血液や間質液である細胞外領域にも多様な自己タンパク質が機能する。しかし、これら細胞外タンパク質も細胞内と同様に熱ストレスなど様々なストレスを受け変性する。生体内のプロテオスタシス全体像を理解するうえで、細胞外のタンパク質品質管理システムを理解することは必要不可欠であるが、細胞外タンパク質分解経路は研究がほとんど進展していない。近年当研究室では哺乳類培養細胞系を用いて、細胞外シャペロン(Clusterin)に捕捉された細胞外変性タンパク質が、細胞膜上ヘパラン硫酸結合を介して選択的エンドサイトーシスされ、細胞内でリソソーム分解されるCRED(Chaperone and Receptor mediated Extracellular protein Degradation)経路を明らかとした(JCB 2020)。その基質選択性や、取込み選択性へ迫り、細胞外タンパク質選択的取込みの分子機構を解明する。さらにClusterin以外の因子を介した細胞外タンパク質分解経路の解析も進めている。複数種の新規細胞外シャペロンの同定に成功し、それぞれの基質分解性と生理的役割を解析している。また、細胞表面のタンパク質性受容体のみによる細胞外タンパク質の分解量増進の現象をとらえることができた。これらの研究を推し進めることで、細胞外タンパク質分解のマルチな分解経路と機能の解明を目指す。

本研究課題に関連する代表的論文3報

Tomihari A, Chiba M, Matsuura A, Itakura E. Protocol for quantification of the lysosomal degradation of extracellular proteins into mammalian cells. STAR Protoc., 2021 Nov 23;2(4):100975.

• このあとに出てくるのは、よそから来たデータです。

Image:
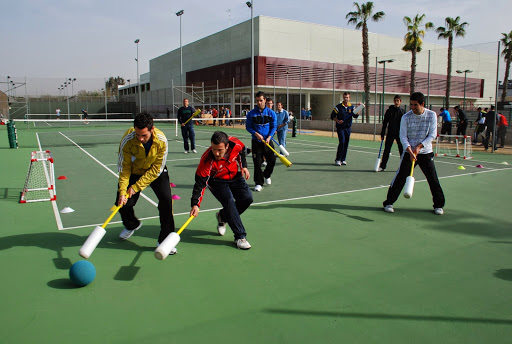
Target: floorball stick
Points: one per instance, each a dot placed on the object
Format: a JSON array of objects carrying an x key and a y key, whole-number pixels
[
  {"x": 281, "y": 147},
  {"x": 285, "y": 161},
  {"x": 163, "y": 250},
  {"x": 409, "y": 183},
  {"x": 377, "y": 162},
  {"x": 95, "y": 237}
]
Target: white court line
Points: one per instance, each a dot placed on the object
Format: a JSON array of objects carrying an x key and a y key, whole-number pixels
[
  {"x": 105, "y": 167},
  {"x": 54, "y": 203},
  {"x": 306, "y": 197}
]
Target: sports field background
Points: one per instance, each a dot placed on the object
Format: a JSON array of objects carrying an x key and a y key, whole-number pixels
[{"x": 327, "y": 263}]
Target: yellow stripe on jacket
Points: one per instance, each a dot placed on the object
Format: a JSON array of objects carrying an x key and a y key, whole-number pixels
[{"x": 133, "y": 160}]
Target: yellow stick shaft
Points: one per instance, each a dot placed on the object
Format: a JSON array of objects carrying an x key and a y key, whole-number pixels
[
  {"x": 111, "y": 216},
  {"x": 185, "y": 225},
  {"x": 194, "y": 115}
]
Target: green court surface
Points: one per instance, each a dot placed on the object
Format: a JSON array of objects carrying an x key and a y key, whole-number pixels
[{"x": 328, "y": 265}]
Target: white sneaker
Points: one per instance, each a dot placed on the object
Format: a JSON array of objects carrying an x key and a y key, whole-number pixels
[
  {"x": 221, "y": 226},
  {"x": 243, "y": 244},
  {"x": 127, "y": 233},
  {"x": 389, "y": 208},
  {"x": 173, "y": 251}
]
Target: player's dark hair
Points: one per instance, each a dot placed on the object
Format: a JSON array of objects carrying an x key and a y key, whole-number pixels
[
  {"x": 143, "y": 120},
  {"x": 419, "y": 97},
  {"x": 220, "y": 137}
]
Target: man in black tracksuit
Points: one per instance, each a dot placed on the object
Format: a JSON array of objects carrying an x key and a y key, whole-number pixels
[{"x": 392, "y": 120}]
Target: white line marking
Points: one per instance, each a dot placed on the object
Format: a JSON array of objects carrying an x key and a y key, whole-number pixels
[
  {"x": 54, "y": 203},
  {"x": 105, "y": 167}
]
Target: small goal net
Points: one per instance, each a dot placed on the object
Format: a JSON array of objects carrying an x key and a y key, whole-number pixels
[
  {"x": 454, "y": 145},
  {"x": 40, "y": 181}
]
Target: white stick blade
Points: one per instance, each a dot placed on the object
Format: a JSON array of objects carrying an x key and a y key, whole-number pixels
[
  {"x": 377, "y": 164},
  {"x": 409, "y": 187},
  {"x": 163, "y": 250},
  {"x": 283, "y": 150},
  {"x": 92, "y": 241}
]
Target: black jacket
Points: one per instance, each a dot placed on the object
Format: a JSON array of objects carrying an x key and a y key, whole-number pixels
[{"x": 392, "y": 119}]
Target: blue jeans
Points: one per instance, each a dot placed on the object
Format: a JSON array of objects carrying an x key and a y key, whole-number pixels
[
  {"x": 235, "y": 197},
  {"x": 188, "y": 133},
  {"x": 343, "y": 138},
  {"x": 281, "y": 136}
]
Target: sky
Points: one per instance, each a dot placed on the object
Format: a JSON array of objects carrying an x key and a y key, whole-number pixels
[{"x": 95, "y": 39}]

Uesugi R, Ishii S, Matsuura A, Itakura E. Labeling and measuring stressed mitochondria using a PINK1-based ratiometric fluorescent sensor. J Biol Chem., 2016, Jul 7;63(1):21-33.

Itakura E*. Chiba M, Murata T, Matsuura A. (*single corresponding author) Heparan sulfate is a clearance receptor for aberrant extracellular proteins. J. Cell Biol., 2021, Nov;297(5):101279.